Notice however that instances [2] and [3] correspond to the same instance of string2, so we only increase the count by 1 after seeing both of these instances. The final count is therefore 2.


To clarify a particular point, note that:


string1 = "1111";
string2 = "1221";

lowerboundDistance = 3;
upperboundDistance = 10;


bigString = "11110001221001221";

Should give an output count of 2 considering that "11110001221" and "11110001221001221" (abstracted as "1111.........1221") represent instances of string1 and string2 within the lower- and upperbound gap specifications.



Answer



The code below will identify "hits" using the requested rules. It works by computing the intersection of two sets of positions: 1) the positions of "string2" and 2) the allowable positions determined by leading and trailing "windows" relative to each occurrence of "string1". The count function will return the number of hits and position give the positions of the hits, if desired.

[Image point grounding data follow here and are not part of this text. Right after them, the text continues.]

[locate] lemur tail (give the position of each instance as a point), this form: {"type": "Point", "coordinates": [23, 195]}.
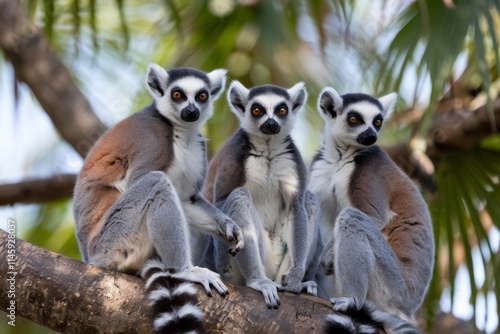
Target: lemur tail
{"type": "Point", "coordinates": [367, 320]}
{"type": "Point", "coordinates": [174, 301]}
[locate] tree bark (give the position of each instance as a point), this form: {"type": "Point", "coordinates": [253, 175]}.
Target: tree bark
{"type": "Point", "coordinates": [70, 296]}
{"type": "Point", "coordinates": [38, 190]}
{"type": "Point", "coordinates": [37, 65]}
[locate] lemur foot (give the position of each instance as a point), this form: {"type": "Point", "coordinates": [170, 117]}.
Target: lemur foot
{"type": "Point", "coordinates": [204, 277]}
{"type": "Point", "coordinates": [233, 236]}
{"type": "Point", "coordinates": [269, 289]}
{"type": "Point", "coordinates": [327, 257]}
{"type": "Point", "coordinates": [344, 304]}
{"type": "Point", "coordinates": [310, 287]}
{"type": "Point", "coordinates": [292, 282]}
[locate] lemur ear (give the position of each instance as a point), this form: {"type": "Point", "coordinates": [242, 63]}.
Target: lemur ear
{"type": "Point", "coordinates": [217, 82]}
{"type": "Point", "coordinates": [329, 103]}
{"type": "Point", "coordinates": [237, 96]}
{"type": "Point", "coordinates": [388, 103]}
{"type": "Point", "coordinates": [156, 80]}
{"type": "Point", "coordinates": [298, 95]}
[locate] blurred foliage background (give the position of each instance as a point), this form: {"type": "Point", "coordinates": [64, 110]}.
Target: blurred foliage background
{"type": "Point", "coordinates": [441, 56]}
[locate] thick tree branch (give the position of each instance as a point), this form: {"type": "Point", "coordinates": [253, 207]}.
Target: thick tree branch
{"type": "Point", "coordinates": [38, 190]}
{"type": "Point", "coordinates": [70, 296]}
{"type": "Point", "coordinates": [452, 129]}
{"type": "Point", "coordinates": [37, 65]}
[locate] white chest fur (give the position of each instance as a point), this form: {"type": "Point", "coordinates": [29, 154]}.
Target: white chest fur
{"type": "Point", "coordinates": [187, 168]}
{"type": "Point", "coordinates": [329, 181]}
{"type": "Point", "coordinates": [272, 179]}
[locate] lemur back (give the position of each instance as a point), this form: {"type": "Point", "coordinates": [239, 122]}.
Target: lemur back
{"type": "Point", "coordinates": [259, 179]}
{"type": "Point", "coordinates": [375, 223]}
{"type": "Point", "coordinates": [137, 197]}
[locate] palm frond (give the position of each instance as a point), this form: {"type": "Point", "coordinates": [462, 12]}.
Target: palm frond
{"type": "Point", "coordinates": [468, 185]}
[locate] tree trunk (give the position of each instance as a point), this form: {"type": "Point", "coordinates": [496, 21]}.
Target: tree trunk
{"type": "Point", "coordinates": [70, 296]}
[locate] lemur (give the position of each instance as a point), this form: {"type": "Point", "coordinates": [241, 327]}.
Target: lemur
{"type": "Point", "coordinates": [375, 224]}
{"type": "Point", "coordinates": [350, 319]}
{"type": "Point", "coordinates": [138, 195]}
{"type": "Point", "coordinates": [259, 179]}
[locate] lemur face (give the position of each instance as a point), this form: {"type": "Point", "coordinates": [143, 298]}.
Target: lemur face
{"type": "Point", "coordinates": [354, 119]}
{"type": "Point", "coordinates": [266, 110]}
{"type": "Point", "coordinates": [185, 95]}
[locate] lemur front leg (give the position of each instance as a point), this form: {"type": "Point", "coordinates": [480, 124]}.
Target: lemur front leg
{"type": "Point", "coordinates": [365, 264]}
{"type": "Point", "coordinates": [240, 208]}
{"type": "Point", "coordinates": [205, 217]}
{"type": "Point", "coordinates": [148, 218]}
{"type": "Point", "coordinates": [292, 281]}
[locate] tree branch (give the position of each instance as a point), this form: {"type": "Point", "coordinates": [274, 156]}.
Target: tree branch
{"type": "Point", "coordinates": [70, 296]}
{"type": "Point", "coordinates": [38, 190]}
{"type": "Point", "coordinates": [37, 65]}
{"type": "Point", "coordinates": [452, 129]}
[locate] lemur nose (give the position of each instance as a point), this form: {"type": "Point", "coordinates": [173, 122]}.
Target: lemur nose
{"type": "Point", "coordinates": [270, 127]}
{"type": "Point", "coordinates": [191, 109]}
{"type": "Point", "coordinates": [190, 113]}
{"type": "Point", "coordinates": [367, 137]}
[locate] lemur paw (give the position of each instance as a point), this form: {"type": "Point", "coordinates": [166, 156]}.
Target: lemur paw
{"type": "Point", "coordinates": [292, 282]}
{"type": "Point", "coordinates": [233, 235]}
{"type": "Point", "coordinates": [327, 258]}
{"type": "Point", "coordinates": [344, 304]}
{"type": "Point", "coordinates": [204, 277]}
{"type": "Point", "coordinates": [269, 289]}
{"type": "Point", "coordinates": [310, 287]}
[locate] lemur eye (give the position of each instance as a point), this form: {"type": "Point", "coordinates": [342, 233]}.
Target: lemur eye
{"type": "Point", "coordinates": [353, 119]}
{"type": "Point", "coordinates": [256, 112]}
{"type": "Point", "coordinates": [203, 96]}
{"type": "Point", "coordinates": [176, 95]}
{"type": "Point", "coordinates": [282, 111]}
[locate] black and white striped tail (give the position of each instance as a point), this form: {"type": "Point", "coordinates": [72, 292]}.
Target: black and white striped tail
{"type": "Point", "coordinates": [348, 319]}
{"type": "Point", "coordinates": [174, 301]}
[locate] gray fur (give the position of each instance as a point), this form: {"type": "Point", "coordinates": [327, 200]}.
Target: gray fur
{"type": "Point", "coordinates": [259, 180]}
{"type": "Point", "coordinates": [376, 226]}
{"type": "Point", "coordinates": [138, 194]}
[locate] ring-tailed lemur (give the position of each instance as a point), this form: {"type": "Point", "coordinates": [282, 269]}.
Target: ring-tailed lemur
{"type": "Point", "coordinates": [350, 319]}
{"type": "Point", "coordinates": [259, 179]}
{"type": "Point", "coordinates": [138, 194]}
{"type": "Point", "coordinates": [375, 224]}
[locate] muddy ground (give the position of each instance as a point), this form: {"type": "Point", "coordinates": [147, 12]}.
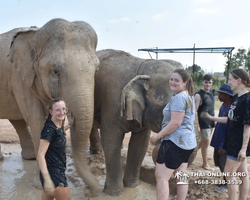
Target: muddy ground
{"type": "Point", "coordinates": [19, 178]}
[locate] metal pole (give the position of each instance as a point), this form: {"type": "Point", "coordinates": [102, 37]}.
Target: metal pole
{"type": "Point", "coordinates": [156, 54]}
{"type": "Point", "coordinates": [193, 61]}
{"type": "Point", "coordinates": [229, 55]}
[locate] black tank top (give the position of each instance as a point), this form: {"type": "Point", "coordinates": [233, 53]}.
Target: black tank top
{"type": "Point", "coordinates": [207, 105]}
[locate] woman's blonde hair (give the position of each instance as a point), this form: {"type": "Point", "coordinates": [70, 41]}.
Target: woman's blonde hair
{"type": "Point", "coordinates": [50, 105]}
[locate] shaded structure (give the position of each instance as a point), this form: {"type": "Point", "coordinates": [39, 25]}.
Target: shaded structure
{"type": "Point", "coordinates": [194, 50]}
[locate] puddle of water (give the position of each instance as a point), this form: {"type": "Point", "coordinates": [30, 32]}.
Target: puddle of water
{"type": "Point", "coordinates": [19, 180]}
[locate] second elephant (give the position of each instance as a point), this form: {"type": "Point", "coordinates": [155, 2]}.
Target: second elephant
{"type": "Point", "coordinates": [130, 94]}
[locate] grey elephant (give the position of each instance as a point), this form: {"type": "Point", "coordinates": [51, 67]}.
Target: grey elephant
{"type": "Point", "coordinates": [130, 94]}
{"type": "Point", "coordinates": [42, 64]}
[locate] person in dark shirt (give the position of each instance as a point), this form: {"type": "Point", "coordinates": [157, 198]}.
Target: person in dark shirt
{"type": "Point", "coordinates": [220, 156]}
{"type": "Point", "coordinates": [204, 101]}
{"type": "Point", "coordinates": [236, 141]}
{"type": "Point", "coordinates": [51, 155]}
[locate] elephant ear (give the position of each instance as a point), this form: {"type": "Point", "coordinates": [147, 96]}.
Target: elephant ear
{"type": "Point", "coordinates": [133, 100]}
{"type": "Point", "coordinates": [22, 55]}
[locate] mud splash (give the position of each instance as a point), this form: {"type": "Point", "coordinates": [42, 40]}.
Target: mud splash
{"type": "Point", "coordinates": [19, 179]}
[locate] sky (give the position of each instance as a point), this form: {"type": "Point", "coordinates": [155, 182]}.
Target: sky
{"type": "Point", "coordinates": [134, 24]}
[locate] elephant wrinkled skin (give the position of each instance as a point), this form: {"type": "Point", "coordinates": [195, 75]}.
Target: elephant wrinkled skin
{"type": "Point", "coordinates": [130, 94]}
{"type": "Point", "coordinates": [56, 60]}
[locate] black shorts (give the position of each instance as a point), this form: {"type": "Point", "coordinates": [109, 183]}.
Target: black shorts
{"type": "Point", "coordinates": [172, 155]}
{"type": "Point", "coordinates": [59, 179]}
{"type": "Point", "coordinates": [220, 160]}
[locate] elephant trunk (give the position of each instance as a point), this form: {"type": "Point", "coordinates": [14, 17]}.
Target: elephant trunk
{"type": "Point", "coordinates": [82, 109]}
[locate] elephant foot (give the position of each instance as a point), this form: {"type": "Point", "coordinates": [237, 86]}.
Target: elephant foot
{"type": "Point", "coordinates": [91, 193]}
{"type": "Point", "coordinates": [28, 154]}
{"type": "Point", "coordinates": [131, 183]}
{"type": "Point", "coordinates": [113, 191]}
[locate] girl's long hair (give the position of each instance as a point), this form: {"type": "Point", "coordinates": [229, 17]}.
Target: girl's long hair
{"type": "Point", "coordinates": [50, 105]}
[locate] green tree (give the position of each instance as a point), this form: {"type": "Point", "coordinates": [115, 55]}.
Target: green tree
{"type": "Point", "coordinates": [247, 61]}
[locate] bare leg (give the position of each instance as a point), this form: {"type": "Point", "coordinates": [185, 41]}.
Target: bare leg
{"type": "Point", "coordinates": [182, 190]}
{"type": "Point", "coordinates": [232, 166]}
{"type": "Point", "coordinates": [204, 148]}
{"type": "Point", "coordinates": [25, 138]}
{"type": "Point", "coordinates": [135, 157]}
{"type": "Point", "coordinates": [162, 175]}
{"type": "Point", "coordinates": [245, 180]}
{"type": "Point", "coordinates": [46, 197]}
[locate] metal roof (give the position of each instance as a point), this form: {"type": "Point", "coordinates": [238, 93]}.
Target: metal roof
{"type": "Point", "coordinates": [190, 50]}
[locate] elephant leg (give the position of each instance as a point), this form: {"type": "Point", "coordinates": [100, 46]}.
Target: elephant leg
{"type": "Point", "coordinates": [111, 139]}
{"type": "Point", "coordinates": [95, 141]}
{"type": "Point", "coordinates": [137, 148]}
{"type": "Point", "coordinates": [27, 145]}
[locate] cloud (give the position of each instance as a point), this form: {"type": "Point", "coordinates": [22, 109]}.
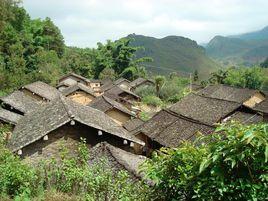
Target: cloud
{"type": "Point", "coordinates": [86, 22]}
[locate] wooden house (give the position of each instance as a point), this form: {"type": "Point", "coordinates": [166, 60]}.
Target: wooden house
{"type": "Point", "coordinates": [79, 93]}
{"type": "Point", "coordinates": [119, 113]}
{"type": "Point", "coordinates": [74, 79]}
{"type": "Point", "coordinates": [140, 82]}
{"type": "Point", "coordinates": [117, 159]}
{"type": "Point", "coordinates": [122, 82]}
{"type": "Point", "coordinates": [20, 103]}
{"type": "Point", "coordinates": [62, 122]}
{"type": "Point", "coordinates": [8, 117]}
{"type": "Point", "coordinates": [40, 91]}
{"type": "Point", "coordinates": [184, 119]}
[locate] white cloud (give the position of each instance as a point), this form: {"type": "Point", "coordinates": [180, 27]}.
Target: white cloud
{"type": "Point", "coordinates": [86, 22]}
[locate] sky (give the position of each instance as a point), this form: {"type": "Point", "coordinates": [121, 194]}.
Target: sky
{"type": "Point", "coordinates": [83, 23]}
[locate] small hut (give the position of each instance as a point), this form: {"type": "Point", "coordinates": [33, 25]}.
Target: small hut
{"type": "Point", "coordinates": [119, 113]}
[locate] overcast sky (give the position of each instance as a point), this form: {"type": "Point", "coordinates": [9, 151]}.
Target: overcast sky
{"type": "Point", "coordinates": [85, 22]}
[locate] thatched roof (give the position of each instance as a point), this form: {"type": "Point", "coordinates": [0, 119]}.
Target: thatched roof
{"type": "Point", "coordinates": [169, 129]}
{"type": "Point", "coordinates": [104, 104]}
{"type": "Point", "coordinates": [203, 109]}
{"type": "Point", "coordinates": [139, 81]}
{"type": "Point", "coordinates": [117, 159]}
{"type": "Point", "coordinates": [245, 118]}
{"type": "Point", "coordinates": [20, 102]}
{"type": "Point", "coordinates": [9, 117]}
{"type": "Point", "coordinates": [115, 92]}
{"type": "Point", "coordinates": [120, 80]}
{"type": "Point", "coordinates": [74, 75]}
{"type": "Point", "coordinates": [228, 93]}
{"type": "Point", "coordinates": [43, 90]}
{"type": "Point", "coordinates": [39, 123]}
{"type": "Point", "coordinates": [77, 87]}
{"type": "Point", "coordinates": [133, 124]}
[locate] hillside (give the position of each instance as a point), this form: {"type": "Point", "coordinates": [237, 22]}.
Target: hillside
{"type": "Point", "coordinates": [246, 49]}
{"type": "Point", "coordinates": [174, 53]}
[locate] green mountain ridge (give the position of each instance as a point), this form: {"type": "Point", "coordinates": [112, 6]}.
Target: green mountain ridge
{"type": "Point", "coordinates": [174, 53]}
{"type": "Point", "coordinates": [246, 49]}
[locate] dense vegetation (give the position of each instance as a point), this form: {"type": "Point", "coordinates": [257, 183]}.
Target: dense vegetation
{"type": "Point", "coordinates": [245, 49]}
{"type": "Point", "coordinates": [68, 175]}
{"type": "Point", "coordinates": [174, 53]}
{"type": "Point", "coordinates": [34, 49]}
{"type": "Point", "coordinates": [231, 164]}
{"type": "Point", "coordinates": [253, 78]}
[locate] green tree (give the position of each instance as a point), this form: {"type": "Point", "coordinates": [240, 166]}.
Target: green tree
{"type": "Point", "coordinates": [265, 63]}
{"type": "Point", "coordinates": [159, 83]}
{"type": "Point", "coordinates": [196, 75]}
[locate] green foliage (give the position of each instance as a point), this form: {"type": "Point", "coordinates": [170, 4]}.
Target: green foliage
{"type": "Point", "coordinates": [71, 175]}
{"type": "Point", "coordinates": [265, 63]}
{"type": "Point", "coordinates": [152, 100]}
{"type": "Point", "coordinates": [120, 57]}
{"type": "Point", "coordinates": [173, 53]}
{"type": "Point", "coordinates": [253, 78]}
{"type": "Point", "coordinates": [230, 164]}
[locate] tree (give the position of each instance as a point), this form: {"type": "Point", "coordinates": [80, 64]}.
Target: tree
{"type": "Point", "coordinates": [119, 56]}
{"type": "Point", "coordinates": [265, 63]}
{"type": "Point", "coordinates": [196, 75]}
{"type": "Point", "coordinates": [159, 82]}
{"type": "Point", "coordinates": [230, 164]}
{"type": "Point", "coordinates": [107, 73]}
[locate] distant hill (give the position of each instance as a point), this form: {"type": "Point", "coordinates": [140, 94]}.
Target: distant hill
{"type": "Point", "coordinates": [174, 53]}
{"type": "Point", "coordinates": [247, 49]}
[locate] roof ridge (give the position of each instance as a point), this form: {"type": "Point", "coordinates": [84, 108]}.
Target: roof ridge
{"type": "Point", "coordinates": [187, 118]}
{"type": "Point", "coordinates": [204, 96]}
{"type": "Point", "coordinates": [66, 107]}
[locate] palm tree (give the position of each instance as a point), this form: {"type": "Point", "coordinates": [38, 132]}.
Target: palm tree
{"type": "Point", "coordinates": [159, 83]}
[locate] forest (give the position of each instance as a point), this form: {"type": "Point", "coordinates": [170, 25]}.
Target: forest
{"type": "Point", "coordinates": [230, 164]}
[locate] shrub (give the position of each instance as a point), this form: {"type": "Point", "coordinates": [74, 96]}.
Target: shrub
{"type": "Point", "coordinates": [231, 164]}
{"type": "Point", "coordinates": [152, 100]}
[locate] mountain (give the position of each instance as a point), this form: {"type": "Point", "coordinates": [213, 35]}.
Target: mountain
{"type": "Point", "coordinates": [246, 49]}
{"type": "Point", "coordinates": [174, 53]}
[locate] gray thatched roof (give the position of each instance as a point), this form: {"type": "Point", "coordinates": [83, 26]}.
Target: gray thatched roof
{"type": "Point", "coordinates": [120, 80]}
{"type": "Point", "coordinates": [133, 124]}
{"type": "Point", "coordinates": [117, 159]}
{"type": "Point", "coordinates": [139, 81]}
{"type": "Point", "coordinates": [20, 102]}
{"type": "Point", "coordinates": [203, 109]}
{"type": "Point", "coordinates": [229, 93]}
{"type": "Point", "coordinates": [39, 123]}
{"type": "Point", "coordinates": [43, 90]}
{"type": "Point", "coordinates": [245, 118]}
{"type": "Point", "coordinates": [9, 117]}
{"type": "Point", "coordinates": [77, 87]}
{"type": "Point", "coordinates": [169, 129]}
{"type": "Point", "coordinates": [116, 92]}
{"type": "Point", "coordinates": [74, 75]}
{"type": "Point", "coordinates": [104, 104]}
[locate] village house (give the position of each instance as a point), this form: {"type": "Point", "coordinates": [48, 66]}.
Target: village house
{"type": "Point", "coordinates": [116, 159]}
{"type": "Point", "coordinates": [61, 123]}
{"type": "Point", "coordinates": [124, 96]}
{"type": "Point", "coordinates": [20, 103]}
{"type": "Point", "coordinates": [7, 117]}
{"type": "Point", "coordinates": [184, 119]}
{"type": "Point", "coordinates": [40, 91]}
{"type": "Point", "coordinates": [79, 93]}
{"type": "Point", "coordinates": [119, 113]}
{"type": "Point", "coordinates": [122, 82]}
{"type": "Point", "coordinates": [73, 79]}
{"type": "Point", "coordinates": [140, 82]}
{"type": "Point", "coordinates": [245, 96]}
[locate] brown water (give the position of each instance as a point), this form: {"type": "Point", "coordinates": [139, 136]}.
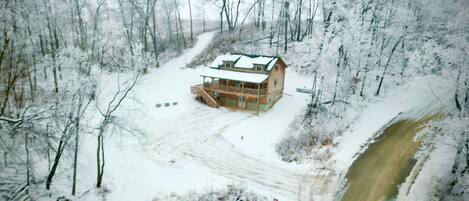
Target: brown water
{"type": "Point", "coordinates": [377, 173]}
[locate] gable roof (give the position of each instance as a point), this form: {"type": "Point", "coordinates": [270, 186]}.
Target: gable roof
{"type": "Point", "coordinates": [246, 61]}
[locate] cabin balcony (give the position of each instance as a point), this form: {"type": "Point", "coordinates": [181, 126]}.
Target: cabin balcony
{"type": "Point", "coordinates": [215, 88]}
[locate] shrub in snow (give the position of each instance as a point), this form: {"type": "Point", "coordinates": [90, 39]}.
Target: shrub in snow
{"type": "Point", "coordinates": [305, 137]}
{"type": "Point", "coordinates": [228, 193]}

count[test_, floater_, anchor_, min_, max_] :=
Length @ positions[test, floater, anchor, min, max]

positions[test_, floater_, anchor_, min_, max_] :=

anchorPositions[test, anchor] ~Intersection~
allowedPositions[test, floater, anchor, min, max]

anchorPositions[test_, anchor_] := StringPosition[test, anchor][[All, 1]]

allowedPositions[testString_, floater_, anchor_, min_, max_] :=
window[#, StringLength@anchor, min, max]& /@ StringPosition[testString, floater] //
Union @@ # &

window[floaterPosition:{_, _}, anchorLength_, min_, max_] :=

Flatten @ Apply[
Range
, floaterPosition + {{-max, -min} - anchorLength, 1 + {min, max}}
, {1}
]

Explanation


For purposes of discussion, let's call the string that we wish to count the "anchor" string. We will use the term "floater" string to refer to the other string that must appear within a stipulated distance from an anchor. We will use the following test data from the question:


$floater= "1111";
$anchor = "1221";


$min = 3;
$max = 10;

$testString = "000000111100012210111100000122100000001111000000000001221";

We will start by defining a function that returns the start positions of the anchors within a test string.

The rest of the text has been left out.